Characterization of DNA from the Basidiomycete Schizophyllum commune

• Published in: Experimental mycology Vol. 4; no. 2; pp. 123 - 134
• Main Authors: Ullrich, Robert C., Droms, Kurt A., Doyon, Joel D., Specht, Charles A.
• Format: Journal Article
• Language: English
• Published: Elsevier Inc 1980
• Subjects: characterization of genome; Basidiomycete; Schizophyllum commune; DNA reassociation; homokaryon; dikaryon
• ISSN: 0147-5975; 1878-4399
• DOI: 10.1016/0147-5975(80)90015-8

We have examined the whole-cell DNA of homokaryons and dikaryons of Schizophyllum commune by physical methods and reassociation kinetics. DNA with a single-strand length of 2800 bases was routinely isolated with urea—phosphate buffers and hydroxyapatite. Melting profiles indicate the bulk of the DNA to consist of a 57 ± 1.22% guanine plus cytosine content (GC) with a small amount of DNA melting at temperatures indicative of 22.1% GC. Analytical ultracentrifugations in CsCl gradients revealed a single band with buoyant density 1.718 g/ml equating to 59% GC. On the other hand, cesium chloride isopycnic centrifugation in the preparative ultracentrifuge disclosed a light satellite (ϱ = 1.687 g/ml, 27% GC) constituting about 2% of the whole-cell DNA. Analyses of the kinetics of reassociation of the whole-cell DNA by three different methods estimate the DNA of an S. commune homokaryotic cell to be 8.6 times that of an Escherichia coli cell (mean, 3.6 × 10 7 nucleotide pairs, NTP; range of experimental values 3.1 − 4.1 × 10 7 NTP). The dikaryotic cell would contain approximately twice this amount of DNA. We detect no other differences between the DNA of homokaryotic and dikaryotic cells as described within the limits of these methods.
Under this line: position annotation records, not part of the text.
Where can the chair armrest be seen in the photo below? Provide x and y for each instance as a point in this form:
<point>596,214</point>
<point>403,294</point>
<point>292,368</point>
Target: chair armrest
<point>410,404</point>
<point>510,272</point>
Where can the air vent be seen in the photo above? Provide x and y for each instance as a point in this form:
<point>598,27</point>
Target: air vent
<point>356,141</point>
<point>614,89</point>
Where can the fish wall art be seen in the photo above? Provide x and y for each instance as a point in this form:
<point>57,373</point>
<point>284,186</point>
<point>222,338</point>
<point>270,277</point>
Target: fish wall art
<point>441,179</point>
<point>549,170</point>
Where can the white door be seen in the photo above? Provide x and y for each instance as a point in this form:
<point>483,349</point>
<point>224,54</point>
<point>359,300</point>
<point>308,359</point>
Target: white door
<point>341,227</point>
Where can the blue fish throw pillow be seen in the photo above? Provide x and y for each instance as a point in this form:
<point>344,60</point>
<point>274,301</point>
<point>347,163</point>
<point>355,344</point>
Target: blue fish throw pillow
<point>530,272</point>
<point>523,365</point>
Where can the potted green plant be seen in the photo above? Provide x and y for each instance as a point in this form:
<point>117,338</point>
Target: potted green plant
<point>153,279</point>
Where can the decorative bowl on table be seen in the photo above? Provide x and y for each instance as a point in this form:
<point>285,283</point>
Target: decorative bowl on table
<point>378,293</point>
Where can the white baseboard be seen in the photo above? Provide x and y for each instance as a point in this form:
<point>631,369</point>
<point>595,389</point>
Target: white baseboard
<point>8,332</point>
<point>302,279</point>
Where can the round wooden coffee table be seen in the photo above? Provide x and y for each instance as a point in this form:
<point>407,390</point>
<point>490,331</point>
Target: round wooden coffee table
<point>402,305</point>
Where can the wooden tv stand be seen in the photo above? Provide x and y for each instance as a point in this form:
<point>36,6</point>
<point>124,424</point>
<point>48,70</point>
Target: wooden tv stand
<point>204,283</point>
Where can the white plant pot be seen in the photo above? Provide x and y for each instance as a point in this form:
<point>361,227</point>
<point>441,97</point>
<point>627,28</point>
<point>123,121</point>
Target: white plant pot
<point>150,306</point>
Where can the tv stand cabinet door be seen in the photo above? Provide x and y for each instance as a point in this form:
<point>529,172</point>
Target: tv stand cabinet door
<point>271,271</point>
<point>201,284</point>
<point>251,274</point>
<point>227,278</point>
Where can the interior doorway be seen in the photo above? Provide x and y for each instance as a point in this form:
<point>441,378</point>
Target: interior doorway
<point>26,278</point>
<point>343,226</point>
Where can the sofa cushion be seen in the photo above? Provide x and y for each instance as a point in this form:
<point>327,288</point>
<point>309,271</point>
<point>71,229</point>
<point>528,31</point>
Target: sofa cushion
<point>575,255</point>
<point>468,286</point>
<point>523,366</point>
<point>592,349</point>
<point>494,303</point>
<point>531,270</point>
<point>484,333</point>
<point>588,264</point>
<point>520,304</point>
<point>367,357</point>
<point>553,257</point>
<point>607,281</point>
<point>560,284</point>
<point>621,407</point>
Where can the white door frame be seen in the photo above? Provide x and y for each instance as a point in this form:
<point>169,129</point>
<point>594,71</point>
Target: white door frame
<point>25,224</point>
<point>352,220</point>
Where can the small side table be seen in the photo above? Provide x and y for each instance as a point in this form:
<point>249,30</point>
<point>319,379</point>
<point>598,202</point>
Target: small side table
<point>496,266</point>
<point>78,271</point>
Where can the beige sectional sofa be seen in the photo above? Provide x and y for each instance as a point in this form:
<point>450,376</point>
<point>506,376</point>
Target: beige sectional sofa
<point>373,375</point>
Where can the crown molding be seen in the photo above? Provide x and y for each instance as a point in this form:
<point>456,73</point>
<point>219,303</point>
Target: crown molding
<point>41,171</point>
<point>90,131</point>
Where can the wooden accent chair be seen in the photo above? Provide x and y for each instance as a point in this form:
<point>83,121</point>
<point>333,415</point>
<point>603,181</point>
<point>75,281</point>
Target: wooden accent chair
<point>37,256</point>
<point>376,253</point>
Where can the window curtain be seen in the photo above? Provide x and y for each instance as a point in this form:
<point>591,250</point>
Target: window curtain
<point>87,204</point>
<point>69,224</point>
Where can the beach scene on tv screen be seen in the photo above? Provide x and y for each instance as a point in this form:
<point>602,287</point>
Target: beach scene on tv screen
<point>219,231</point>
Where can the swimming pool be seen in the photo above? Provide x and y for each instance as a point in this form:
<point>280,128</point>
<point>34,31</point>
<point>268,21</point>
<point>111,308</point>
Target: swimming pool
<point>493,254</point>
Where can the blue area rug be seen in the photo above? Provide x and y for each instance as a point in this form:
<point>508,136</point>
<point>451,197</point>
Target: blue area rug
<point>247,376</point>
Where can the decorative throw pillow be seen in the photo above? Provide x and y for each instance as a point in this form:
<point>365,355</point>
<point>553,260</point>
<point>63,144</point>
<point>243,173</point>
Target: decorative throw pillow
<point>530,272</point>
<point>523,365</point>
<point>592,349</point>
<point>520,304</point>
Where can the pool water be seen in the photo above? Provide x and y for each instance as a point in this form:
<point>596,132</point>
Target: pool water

The reassociation data are best described with a single unique component accounting for 80–90% of the DNA and with a single repetitive fraction of 10 ± 2% of whole-cell DNA. Some ambiguity surrounds the repetition frequency and sequence complexity of the repetitive fraction because it does not reassociate well as a separate fraction (i.e., it does not reassociate with the anticipated rate constant, nor does it approach completion of the reaction) after being isolated by denaturation, reassociation, and isolation on hydroxyapatite.